Slack a résisté aux tentatives de rachat de plusieurs grandes entreprises technologiques (Microsoft et Amazon, probablement) pour prouver qu'elle pouvait réussir par elle-même. Aujourd'hui, l'entreprise est prête à capitaliser sur l'intérêt grandissant pour la collaboration en équipe et les communications par canaux. La plateforme entrevoit encore des opportunités : dans un récent document S-1 déposé auprès de la Securities and Exchange Commission (SEC), Slack a estimé la valeur globale du marché à 28 milliards de dollars. Plusieurs stratégies lui permettraient de conquérir des parts sur le marché de l’entreprise, de repousser ses concurrents, tout en développant son propre logiciel afin de répondre aux besoins évolutifs d'une main-d'œuvre de plus en plus digitale.

Conquérir les grandes entreprises

L’entrée de Slack dans une entreprise démarre souvent par de petits déploiements, équipe par équipe, pour s’étendre à d’autres départements. Ces dernières années, l'éditeur a cherché à pousser les déploiements de plus grande envergure, en lançant sa nouvelle offre Enterprise Grid. Simultanément, Slack a ajouté des fonctions de sécurité et de gestion pouvant intéresser les DSI et les administrateurs IT, ainsi qu'une certification de conformité pour faciliter l'accès à des secteurs hautement réglementés. Mais en présence de fournisseurs établis comme Cisco et Microsoft, également focalisés sur la messagerie collaborative, Slack, relatif nouveau venu, doit se battre pour avoir une part dans ce lucratif marché de l’entreprise.

Mais si Slack parvient à convaincre les DSI d’investir dans un système de collaboration autonome au lieu de choisir des applications intégrées à des suites de produits concurrents, la plateforme peut réussir à gagner des marchés auprès de grosses entreprises. Pour cela, la plateforme doit montrer qu'elle peut servir de hub pour le travail de toutes les équipes.
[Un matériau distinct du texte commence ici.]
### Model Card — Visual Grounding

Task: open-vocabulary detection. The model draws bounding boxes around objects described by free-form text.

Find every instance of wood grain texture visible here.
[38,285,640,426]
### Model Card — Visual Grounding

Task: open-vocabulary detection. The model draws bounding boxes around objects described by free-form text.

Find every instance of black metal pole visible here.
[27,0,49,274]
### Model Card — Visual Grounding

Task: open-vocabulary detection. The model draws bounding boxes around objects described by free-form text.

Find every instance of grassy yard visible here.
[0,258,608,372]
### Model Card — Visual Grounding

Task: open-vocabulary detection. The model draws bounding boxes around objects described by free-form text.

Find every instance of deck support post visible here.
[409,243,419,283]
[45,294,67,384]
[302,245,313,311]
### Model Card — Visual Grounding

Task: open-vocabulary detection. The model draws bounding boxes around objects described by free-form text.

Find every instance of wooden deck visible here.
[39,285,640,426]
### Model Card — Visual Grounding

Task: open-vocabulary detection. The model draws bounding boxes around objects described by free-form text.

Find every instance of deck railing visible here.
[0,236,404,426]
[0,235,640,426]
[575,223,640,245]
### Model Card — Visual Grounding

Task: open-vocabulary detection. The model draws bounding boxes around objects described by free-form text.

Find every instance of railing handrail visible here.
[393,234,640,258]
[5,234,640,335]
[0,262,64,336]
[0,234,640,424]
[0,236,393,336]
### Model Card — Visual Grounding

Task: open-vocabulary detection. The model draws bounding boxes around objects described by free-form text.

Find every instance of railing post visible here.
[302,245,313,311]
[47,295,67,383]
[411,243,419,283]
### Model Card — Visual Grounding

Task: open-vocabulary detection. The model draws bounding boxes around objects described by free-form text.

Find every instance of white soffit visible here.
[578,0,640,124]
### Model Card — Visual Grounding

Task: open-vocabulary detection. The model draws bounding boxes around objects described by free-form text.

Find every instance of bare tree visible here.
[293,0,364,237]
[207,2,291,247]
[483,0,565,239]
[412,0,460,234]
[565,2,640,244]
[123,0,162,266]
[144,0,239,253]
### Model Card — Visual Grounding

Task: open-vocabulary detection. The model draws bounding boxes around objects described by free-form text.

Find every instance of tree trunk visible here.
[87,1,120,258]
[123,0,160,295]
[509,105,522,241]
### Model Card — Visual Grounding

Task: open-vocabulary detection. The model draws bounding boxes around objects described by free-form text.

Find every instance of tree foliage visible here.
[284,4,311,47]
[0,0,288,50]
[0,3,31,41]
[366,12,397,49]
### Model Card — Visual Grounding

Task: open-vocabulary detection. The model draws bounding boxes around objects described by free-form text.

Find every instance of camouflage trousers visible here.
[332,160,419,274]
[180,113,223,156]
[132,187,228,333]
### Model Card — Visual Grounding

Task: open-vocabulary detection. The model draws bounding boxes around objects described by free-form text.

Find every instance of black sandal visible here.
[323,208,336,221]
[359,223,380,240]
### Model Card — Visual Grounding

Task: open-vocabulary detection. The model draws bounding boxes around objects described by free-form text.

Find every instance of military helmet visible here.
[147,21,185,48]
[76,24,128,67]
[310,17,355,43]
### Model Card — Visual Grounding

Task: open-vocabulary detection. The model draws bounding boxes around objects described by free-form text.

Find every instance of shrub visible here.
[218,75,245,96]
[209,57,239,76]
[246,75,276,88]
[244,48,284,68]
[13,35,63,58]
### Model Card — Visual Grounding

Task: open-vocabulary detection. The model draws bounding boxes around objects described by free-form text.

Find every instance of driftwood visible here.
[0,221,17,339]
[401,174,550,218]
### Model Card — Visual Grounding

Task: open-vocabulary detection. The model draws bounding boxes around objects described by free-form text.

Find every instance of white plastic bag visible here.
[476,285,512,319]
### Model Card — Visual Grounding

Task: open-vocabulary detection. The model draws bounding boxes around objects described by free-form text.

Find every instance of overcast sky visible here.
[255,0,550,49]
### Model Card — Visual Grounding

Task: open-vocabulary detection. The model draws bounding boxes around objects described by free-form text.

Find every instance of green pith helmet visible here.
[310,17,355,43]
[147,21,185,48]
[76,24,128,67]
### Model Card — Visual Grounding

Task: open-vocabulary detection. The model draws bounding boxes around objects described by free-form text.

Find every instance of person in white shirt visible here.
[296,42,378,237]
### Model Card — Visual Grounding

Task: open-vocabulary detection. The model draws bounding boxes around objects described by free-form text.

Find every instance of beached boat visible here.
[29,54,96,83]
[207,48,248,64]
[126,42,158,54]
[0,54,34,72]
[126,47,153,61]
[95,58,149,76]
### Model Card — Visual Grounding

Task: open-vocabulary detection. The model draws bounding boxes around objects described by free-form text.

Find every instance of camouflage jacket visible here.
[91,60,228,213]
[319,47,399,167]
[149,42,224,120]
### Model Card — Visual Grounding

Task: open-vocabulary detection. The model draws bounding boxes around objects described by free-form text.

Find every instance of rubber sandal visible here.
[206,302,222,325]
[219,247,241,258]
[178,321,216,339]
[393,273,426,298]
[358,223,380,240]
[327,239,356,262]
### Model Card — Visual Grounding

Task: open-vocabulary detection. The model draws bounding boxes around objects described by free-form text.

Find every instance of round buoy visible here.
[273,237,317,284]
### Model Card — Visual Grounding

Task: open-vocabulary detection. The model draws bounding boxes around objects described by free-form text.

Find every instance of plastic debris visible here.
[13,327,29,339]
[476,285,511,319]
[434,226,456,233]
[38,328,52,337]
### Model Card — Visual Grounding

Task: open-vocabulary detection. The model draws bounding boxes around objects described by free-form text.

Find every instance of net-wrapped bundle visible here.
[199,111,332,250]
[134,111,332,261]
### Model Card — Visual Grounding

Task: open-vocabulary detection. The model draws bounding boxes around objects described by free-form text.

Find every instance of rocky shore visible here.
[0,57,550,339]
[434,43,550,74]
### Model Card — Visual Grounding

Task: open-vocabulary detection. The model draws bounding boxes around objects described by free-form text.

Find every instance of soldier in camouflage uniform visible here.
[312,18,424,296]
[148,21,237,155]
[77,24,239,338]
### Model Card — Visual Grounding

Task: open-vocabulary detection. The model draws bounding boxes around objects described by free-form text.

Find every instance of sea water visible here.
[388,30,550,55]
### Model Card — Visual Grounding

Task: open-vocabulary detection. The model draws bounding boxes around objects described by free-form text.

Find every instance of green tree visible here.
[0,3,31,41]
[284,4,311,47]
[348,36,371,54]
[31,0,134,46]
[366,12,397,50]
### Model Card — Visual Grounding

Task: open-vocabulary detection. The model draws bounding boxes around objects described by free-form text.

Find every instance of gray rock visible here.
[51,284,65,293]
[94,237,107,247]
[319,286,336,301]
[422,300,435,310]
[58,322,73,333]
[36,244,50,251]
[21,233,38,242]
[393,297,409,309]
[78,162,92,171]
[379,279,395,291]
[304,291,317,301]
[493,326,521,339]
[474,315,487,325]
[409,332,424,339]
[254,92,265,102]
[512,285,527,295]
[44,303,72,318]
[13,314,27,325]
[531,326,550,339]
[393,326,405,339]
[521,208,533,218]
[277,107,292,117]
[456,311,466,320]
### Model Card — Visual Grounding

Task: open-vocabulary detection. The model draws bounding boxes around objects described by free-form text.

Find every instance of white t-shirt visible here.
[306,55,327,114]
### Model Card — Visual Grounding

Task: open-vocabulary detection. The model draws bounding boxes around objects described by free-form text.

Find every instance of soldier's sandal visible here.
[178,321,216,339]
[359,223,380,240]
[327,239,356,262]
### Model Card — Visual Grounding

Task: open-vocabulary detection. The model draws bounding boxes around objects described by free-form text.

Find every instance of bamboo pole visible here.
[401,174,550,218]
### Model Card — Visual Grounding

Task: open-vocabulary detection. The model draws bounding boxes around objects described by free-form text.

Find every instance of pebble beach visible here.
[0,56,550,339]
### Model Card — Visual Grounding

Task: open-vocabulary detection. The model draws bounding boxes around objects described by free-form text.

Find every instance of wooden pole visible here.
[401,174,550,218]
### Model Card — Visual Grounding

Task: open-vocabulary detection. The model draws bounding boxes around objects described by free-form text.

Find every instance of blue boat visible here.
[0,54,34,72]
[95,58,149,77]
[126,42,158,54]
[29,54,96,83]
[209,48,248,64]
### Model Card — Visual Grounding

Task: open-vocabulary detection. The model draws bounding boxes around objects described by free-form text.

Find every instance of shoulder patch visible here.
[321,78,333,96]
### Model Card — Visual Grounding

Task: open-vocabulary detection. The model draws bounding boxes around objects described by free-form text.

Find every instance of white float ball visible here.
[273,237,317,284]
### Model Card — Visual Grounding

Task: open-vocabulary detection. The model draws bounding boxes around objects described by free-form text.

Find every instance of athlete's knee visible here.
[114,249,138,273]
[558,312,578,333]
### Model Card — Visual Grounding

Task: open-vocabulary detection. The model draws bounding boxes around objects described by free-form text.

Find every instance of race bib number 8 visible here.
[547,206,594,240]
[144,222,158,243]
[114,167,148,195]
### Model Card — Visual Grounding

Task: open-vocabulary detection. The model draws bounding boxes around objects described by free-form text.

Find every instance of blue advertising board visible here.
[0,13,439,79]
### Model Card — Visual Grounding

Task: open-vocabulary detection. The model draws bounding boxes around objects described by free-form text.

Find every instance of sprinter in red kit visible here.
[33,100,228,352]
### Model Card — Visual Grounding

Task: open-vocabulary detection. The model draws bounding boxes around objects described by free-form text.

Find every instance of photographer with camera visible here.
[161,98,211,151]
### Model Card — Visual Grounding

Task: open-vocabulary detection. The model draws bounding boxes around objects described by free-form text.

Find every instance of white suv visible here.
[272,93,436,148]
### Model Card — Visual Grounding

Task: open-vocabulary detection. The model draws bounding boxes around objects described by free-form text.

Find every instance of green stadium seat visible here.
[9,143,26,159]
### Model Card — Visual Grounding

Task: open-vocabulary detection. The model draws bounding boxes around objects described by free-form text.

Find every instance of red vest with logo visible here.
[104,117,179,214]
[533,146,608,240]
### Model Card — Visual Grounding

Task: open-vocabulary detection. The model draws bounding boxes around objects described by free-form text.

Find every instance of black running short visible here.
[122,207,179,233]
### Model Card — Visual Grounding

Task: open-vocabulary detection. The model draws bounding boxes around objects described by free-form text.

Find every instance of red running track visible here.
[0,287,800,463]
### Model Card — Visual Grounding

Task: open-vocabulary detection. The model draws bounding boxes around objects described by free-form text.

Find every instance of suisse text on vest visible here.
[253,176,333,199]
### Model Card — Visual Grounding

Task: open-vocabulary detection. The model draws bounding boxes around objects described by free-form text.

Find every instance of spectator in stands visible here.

À court terme, le succès de Slack dépendra de sa capacité à répondre à une seule question : « Prouver que son application n’est pas qu’une app de chat, n’est pas qu'un outil de collaboration, mais une plate-forme de collaboration pour l’entreprise », a déclaré Michael Facemire, vice-président et analyste principal chez Forrester. « Si Slack y parvient, la plateforme pourra plus facilement étendre ses activités à tous les secteurs de l'entreprise, car elle permettra à tout le monde de collaborer dans l’entreprise », a ajouté M. Facemire. « Un autre défi concerne le passage des utilisateurs des niveaux gratuits aux niveaux payants ou sa capacité à les attirer vers Enterprise Grid », a-t-il encore déclaré. « Beaucoup d'entreprises utilisent de nombreuses instances de comptes Slack gratuits. Mais un premier obstacle survient quand ces comptes gratuits ont besoin d'une gouvernance d'entreprise (Single Sign-on, règles de rétention des messages, etc.). « Slack pourra-t-elle prouver la valeur du modèle payant et de l’intégration aux systèmes existants ? La réponse à cette question permettra de savoir aussi à quelle vitesse Slack peut réussir sur le marché de l’entreprise », a ajouté le vice-président et analyste principal de Forrester.

Élargir sa portée

Slack a rapidement conquis une clientèle acquise d’avance parmi les développeurs et les équipes d'ingénierie en proposant un grand nombre d'intégrations tierces et de fonctionnalités approfondies. Et son interface utilisateur est généralement considéré comme intuitive. Mais elle aura sans doute plus de mal à conquérir des employés moins réceptifs aux nouvelles technologies et aux nouvelles façons de travailler. « Pour s’étendre au-delà de cette base initiale - devops, IT et travailleurs du savoir - Slack doit rendre son interface utilisateur plus conviviale pour les utilisateurs qui ne sont peut-être pas aussi experts en technologie, mais pourrait apprécier l'automatisation du workflow et les intégrations tierces », a déclaré Raúl Castañón-Martínez, analyste senior chez 451 Research. « Une interface utilisateur simplifiée serait bienvenue », a renchéri Angela Ashenden, analyste principale chez CCS Insight. « Même si la plateforme est essentiellement basée sur le chat et la messagerie, l’usage important des hashtags et des commandes slash lui confère un aspect très technique, qui peut être déroutant pour les utilisateurs moins techniques », a-t-elle ajouté.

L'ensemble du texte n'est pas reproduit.